Election to NAI Fellow status is considered to be "the highest professional distinction accorded to academic inventors who have demonstrated a prolific spirit of innovation in creating or facilitating outstanding inventions that have made a tangible impact on quality of life, economic development, and the welfare of society."
Tansu, Lehigh's Daniel E. '39 and Patricia M. Smith Endowed Chair Professor in Photonics and Nanoelectronics, is widely regarded as one of the world's leading researchers and inventors in the field of semiconductor optoelectronics materials and devices.
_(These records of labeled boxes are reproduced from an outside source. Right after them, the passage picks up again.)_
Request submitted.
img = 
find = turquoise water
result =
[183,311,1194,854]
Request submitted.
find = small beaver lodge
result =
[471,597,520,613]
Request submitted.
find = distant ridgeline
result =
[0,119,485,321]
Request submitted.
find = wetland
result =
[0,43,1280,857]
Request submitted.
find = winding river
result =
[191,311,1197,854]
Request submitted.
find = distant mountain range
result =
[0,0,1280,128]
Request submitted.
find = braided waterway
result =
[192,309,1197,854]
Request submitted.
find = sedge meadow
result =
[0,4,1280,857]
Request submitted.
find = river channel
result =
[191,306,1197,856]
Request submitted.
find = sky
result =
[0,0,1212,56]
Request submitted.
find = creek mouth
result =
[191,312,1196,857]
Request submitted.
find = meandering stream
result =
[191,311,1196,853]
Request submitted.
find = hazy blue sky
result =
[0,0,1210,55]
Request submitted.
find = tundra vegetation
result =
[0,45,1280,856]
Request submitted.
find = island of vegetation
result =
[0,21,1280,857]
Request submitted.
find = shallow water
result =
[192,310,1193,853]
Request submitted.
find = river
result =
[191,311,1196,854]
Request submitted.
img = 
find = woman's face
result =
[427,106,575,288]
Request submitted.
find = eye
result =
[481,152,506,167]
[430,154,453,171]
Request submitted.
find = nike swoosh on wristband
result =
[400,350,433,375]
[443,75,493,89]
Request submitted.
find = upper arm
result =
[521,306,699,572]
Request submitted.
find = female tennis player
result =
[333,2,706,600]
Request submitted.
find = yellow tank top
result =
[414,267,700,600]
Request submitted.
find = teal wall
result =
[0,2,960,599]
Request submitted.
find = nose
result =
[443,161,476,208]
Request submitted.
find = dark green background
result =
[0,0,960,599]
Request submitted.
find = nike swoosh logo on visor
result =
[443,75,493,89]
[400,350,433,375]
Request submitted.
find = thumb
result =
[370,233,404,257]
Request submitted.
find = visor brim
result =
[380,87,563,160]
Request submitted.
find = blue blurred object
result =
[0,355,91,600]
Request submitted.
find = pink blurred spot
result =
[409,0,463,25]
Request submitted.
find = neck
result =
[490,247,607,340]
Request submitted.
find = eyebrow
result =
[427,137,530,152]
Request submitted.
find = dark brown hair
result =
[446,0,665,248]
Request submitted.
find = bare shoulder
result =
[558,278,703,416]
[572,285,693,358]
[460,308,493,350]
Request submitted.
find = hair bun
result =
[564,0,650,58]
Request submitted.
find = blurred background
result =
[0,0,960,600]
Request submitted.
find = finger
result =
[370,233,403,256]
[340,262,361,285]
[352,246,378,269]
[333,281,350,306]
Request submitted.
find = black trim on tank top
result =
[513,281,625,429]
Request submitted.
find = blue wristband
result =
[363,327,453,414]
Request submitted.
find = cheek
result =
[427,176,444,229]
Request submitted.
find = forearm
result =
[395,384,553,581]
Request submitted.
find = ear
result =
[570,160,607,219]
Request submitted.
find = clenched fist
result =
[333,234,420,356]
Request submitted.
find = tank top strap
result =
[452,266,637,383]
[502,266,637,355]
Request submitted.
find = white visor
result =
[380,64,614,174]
As founding director of Lehigh's Center for Photonics and Nanoelectronics (CPN), Tansu leads a multidisciplinary research team encompassing electrical engineers, material scientists, applied scientists, and physicists that develops material devices and device architecture.
"Lehigh's research environment is purpose-built to foster interdisciplinary team science," says Tansu. "Innovation is often found where disciplines intersect—as are the really fascinating research problems. This is exactly what CPN researchers aspire to explore. We build integrated teams that address larger, more complex problems in a manner that allows us to develop more impactful solutions."
Tansu says his proudest accomplishments thus far are not necessarily patentable.
"The product of an academic research lab is not just technology," he says. "Much more impactful are the students who engage in our work and come out the other side ready to identify and explore their own ways to change the world."
PhDs minted in Tansu's lab have gone on to technical leadership roles at places like Philips, Apple, Intel, Cree, and Veeco, while other graduates have found success in faculty roles at schools such as Case Western Reserve University, University of Tulsa, Rochester Institute of Technology, Clarkson University, and KAUST (Saudi Arabia).